Billionaire hedge fund manager David Tepper is "leaning short" on the stock market heading into 2023 for the same reason that stocks performed so well in the aftermath of the Great Financial Crisis in 2009: don't fight the Fed."Sometimes they just tell you what they are going to do and you've got to believe them. And I kind of believe them," Tepper told CNBC on Thursday, referring to the Fed.The Federal Reserve has raised interest rates by more than 400 basis points so far this year in an attempt to squash 40-year high inflation. Last week, Fed Chairman Jerome Powell hiked rates by 50 basis points and indicated that the Fed Funds rate will rise another 75 basis points to about 5.1% by the end of next year."[The] Fed terminal rate will likely reach a peak of 5.25% and they're going to keep rates high for a while," Tepper said.
That's because while inflation has no doubt fallen since its annualized peak at 9.1% in June, there's still a lot more to do if the Fed is going to get inflation down to its 2% target. "Central banks are nervous about inflation staying persistently at 4%, and they're getting ahead of that with their continued tightening," Tepper explained.It's not just the Fed's raising interest rates poses a threat to the stock market. It's also its balance sheet reduction plans, as it reduces its massive $8.6 trillion balance sheet by $95 billion per month. With the Fed shifting to selling bonds rather than buying them, that sucks liquidity out of markets, and stocks love liquidity.And what's more, Tepper highlighted, is it's not just the US Fed getting tight with its monetary policy, but central banks around the world.
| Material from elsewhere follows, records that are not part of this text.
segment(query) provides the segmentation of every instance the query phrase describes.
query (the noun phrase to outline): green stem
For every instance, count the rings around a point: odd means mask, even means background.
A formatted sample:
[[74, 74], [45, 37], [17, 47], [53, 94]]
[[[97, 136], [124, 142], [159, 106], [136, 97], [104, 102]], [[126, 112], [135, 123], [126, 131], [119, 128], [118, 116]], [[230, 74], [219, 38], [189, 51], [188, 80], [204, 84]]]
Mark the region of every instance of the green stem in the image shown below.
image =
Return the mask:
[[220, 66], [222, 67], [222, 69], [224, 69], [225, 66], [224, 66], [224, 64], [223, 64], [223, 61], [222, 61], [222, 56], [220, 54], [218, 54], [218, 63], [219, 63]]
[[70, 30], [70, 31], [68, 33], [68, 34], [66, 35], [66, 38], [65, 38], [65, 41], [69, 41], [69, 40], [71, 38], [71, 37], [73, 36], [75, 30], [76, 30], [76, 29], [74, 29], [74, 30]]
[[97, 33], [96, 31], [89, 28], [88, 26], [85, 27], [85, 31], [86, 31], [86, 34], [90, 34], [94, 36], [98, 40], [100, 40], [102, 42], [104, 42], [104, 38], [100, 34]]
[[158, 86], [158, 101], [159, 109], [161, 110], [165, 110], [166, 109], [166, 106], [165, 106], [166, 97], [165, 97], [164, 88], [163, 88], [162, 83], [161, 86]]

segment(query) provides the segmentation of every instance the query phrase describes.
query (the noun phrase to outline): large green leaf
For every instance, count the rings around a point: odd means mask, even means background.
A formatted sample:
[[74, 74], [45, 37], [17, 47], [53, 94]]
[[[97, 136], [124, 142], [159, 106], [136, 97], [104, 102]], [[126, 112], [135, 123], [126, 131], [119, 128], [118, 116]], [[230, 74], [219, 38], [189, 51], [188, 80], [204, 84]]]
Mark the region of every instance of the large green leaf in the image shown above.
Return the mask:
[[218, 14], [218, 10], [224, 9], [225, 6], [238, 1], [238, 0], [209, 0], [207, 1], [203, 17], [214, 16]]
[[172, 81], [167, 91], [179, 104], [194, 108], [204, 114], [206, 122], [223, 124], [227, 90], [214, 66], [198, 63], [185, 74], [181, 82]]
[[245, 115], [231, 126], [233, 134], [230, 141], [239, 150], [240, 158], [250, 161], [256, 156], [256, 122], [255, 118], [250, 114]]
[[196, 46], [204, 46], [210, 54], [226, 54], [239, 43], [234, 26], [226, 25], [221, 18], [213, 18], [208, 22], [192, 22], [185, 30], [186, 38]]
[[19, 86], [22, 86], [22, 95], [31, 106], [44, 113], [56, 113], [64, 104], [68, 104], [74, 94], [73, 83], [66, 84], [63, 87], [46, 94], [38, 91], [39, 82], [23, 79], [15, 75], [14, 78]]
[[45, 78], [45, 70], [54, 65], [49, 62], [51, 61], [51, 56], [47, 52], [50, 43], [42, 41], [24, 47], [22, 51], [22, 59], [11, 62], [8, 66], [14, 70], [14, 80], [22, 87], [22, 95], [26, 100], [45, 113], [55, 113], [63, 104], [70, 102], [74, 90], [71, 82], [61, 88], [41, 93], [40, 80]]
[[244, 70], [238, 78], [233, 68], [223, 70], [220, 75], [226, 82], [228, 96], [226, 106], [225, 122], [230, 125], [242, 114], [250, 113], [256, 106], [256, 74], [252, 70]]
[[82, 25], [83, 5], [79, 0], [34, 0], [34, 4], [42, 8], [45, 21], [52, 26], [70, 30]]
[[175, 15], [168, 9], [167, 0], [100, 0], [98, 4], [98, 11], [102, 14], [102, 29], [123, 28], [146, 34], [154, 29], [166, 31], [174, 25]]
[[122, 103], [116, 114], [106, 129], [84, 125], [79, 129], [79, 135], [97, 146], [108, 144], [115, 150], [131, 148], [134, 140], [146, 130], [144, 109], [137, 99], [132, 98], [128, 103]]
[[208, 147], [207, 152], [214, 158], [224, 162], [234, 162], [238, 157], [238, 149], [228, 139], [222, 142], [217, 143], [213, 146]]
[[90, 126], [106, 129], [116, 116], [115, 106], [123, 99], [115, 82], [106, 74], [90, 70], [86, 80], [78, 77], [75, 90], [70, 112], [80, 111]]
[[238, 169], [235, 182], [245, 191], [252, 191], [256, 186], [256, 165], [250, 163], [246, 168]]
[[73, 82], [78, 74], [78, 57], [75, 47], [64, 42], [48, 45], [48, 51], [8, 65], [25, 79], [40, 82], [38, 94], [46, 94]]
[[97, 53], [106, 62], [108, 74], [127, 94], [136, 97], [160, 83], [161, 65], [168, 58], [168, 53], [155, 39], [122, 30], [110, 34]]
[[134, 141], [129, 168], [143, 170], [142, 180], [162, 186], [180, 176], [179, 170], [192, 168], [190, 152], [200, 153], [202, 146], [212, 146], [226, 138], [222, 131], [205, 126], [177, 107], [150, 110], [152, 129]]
The Bank of England and the European Central Bank are both in tightening mode with the projection that they will continue to hike interest rates next year."I got everybody tightening and telling me they're going to tighten more, and I got markets that just don't believe it," Tepper said. "We don't have coordinated tightening around the whole world with everybody tightening at the same time too often." Tepper said that higher interest rates also mean tough competition for other assets, like stocks, given that an investor can collect an attractive risk-free return of about 4%-5%, and that return rate is likely to go higher next year if the Fed continues with its hikes. "I hate when I have coordinated tightening. We have coordinated tightening.
I got three other central banks telling me they're going to do more," Tepper said. According to data from Bank of America, central banks around the world have raised interest rates nearly 300 times this year."They're not happy to have asset inflation here. What am I supposed to do, fight them?" Tepper said.
And that's exactly why Tepper is not particularly optimistic about the stock market in 2023."I'm leaning short on the equity markets, because I think the upside/downside doesn't make sense to me when I have so many central banks telling me what they're going to do, what they want to do, and what they expect to do," Tepper said. "This is going to be a tough level to talk about robust returns in the next year, particularly when you have the Feds in such a tightening mode."